The IMF has released its report on Pakistan’s Governance and Corruption, and lo and behold!! It has found that there is elite capture in Pakistan, and thus corruption. It has claimed that while corruption recovery efforts have yielded 5.31 trillion so far, that was only a fraction of the actual cost of corruption. The IMF’s concern with corruption reflects bothe the pervasive nature of the menace as well as the pervasiveness of the IMF’s oversight of the economy. Because the IMF sets tax collection targets, it is concerned with the leakages, such as corruption, that prevent those targets being achieved.
However, that may explain why the IMF projections are not always corrupt. There is every danger of the corruption charge just becoming an excuse to cover up for the shortcomings of the IMF predictions and assumptions. This is problematic, for it will not lead to a correct solution of the economy’s problems.

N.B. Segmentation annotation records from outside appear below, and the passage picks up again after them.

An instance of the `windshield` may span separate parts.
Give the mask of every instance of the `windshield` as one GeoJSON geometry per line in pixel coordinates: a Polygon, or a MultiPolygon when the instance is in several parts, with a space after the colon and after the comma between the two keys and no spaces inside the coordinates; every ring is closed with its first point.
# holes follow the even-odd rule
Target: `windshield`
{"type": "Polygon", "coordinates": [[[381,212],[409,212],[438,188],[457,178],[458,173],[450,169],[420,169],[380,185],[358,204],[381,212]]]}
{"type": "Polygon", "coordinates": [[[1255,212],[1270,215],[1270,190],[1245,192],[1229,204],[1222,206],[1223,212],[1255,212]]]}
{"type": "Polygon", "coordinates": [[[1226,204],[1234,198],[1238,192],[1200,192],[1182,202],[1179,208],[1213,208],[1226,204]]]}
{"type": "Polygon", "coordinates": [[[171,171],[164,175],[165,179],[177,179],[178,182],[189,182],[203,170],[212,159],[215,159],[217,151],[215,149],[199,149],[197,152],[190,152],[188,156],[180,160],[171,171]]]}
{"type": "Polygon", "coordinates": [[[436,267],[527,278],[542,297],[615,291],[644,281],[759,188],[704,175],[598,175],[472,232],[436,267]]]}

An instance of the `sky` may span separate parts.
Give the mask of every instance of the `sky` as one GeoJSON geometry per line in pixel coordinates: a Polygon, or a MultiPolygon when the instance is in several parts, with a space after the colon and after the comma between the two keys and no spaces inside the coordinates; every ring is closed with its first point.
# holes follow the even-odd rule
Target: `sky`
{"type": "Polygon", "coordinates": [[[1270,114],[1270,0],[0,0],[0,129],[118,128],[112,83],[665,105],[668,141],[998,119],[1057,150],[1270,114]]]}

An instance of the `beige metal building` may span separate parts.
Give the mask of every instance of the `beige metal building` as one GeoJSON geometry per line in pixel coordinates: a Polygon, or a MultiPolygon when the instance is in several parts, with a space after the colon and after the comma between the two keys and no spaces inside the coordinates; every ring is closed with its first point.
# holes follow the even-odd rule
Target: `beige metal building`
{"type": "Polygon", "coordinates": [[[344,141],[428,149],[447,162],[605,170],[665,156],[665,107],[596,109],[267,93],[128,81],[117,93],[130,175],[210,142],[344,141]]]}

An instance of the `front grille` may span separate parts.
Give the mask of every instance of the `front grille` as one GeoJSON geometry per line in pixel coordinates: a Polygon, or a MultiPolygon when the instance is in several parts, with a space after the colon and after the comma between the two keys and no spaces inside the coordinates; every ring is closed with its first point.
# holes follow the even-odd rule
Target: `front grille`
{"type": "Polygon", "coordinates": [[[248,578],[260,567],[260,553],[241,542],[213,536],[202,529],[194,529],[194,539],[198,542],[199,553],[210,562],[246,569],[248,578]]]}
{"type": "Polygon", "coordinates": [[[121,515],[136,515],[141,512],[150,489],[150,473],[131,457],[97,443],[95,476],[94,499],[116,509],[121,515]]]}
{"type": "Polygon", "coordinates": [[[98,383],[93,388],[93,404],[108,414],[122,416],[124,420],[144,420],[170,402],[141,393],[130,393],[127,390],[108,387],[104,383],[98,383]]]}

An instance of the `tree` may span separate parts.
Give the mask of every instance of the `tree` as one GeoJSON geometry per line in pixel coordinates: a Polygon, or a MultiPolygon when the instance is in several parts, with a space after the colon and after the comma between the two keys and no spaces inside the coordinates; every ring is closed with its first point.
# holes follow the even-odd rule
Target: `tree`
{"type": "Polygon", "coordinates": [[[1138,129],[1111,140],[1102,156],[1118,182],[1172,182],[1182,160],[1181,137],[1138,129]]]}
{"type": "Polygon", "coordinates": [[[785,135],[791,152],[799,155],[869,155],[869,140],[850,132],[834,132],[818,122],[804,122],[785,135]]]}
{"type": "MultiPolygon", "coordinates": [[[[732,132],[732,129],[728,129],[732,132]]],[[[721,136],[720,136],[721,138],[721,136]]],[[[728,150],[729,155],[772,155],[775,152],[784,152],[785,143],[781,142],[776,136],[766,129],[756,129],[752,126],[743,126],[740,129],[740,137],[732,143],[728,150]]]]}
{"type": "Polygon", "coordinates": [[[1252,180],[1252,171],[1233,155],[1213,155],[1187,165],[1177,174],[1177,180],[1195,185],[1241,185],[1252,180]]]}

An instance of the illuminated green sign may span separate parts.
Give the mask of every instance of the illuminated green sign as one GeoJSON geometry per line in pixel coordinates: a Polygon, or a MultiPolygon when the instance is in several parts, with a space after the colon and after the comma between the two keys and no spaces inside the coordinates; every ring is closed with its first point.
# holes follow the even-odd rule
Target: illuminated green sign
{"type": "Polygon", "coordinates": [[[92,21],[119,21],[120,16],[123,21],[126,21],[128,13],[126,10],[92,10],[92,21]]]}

It is also too much of a cop-out at a time of rising demand for climate justice. One of the most used arguments by the indutrialised West is that the Third World countries that need the most help are corrupt and must be lent the money rather than given it. Apart from these general issues, the IMF now gets to intrude in areas from which it was previously excluded. For example, it wants the annual report of the Special Investment Facilitation Council published, with a list provided of the investments that have been facilitated. The IMF Seal of Good Housekeeping may be needed if the country is to access international money markets, but it seems that the cost will be to ensure that any institution still not completely under the IMF’s thumb, must come under it.
The government cannot ignore corruption, but at the same time, it must keep in mind that national interests are not sacrificed purely for money. Thry may be thrown to the wind in a bid to satisfy foreign interests. It should never be forgotten that the IMF is not a benign institution, but very much part of the Washington Consensus which the USA developed after World War II to bend a decolonizing world to its will. Pakistan has been down that road before, and the results are not beneficial.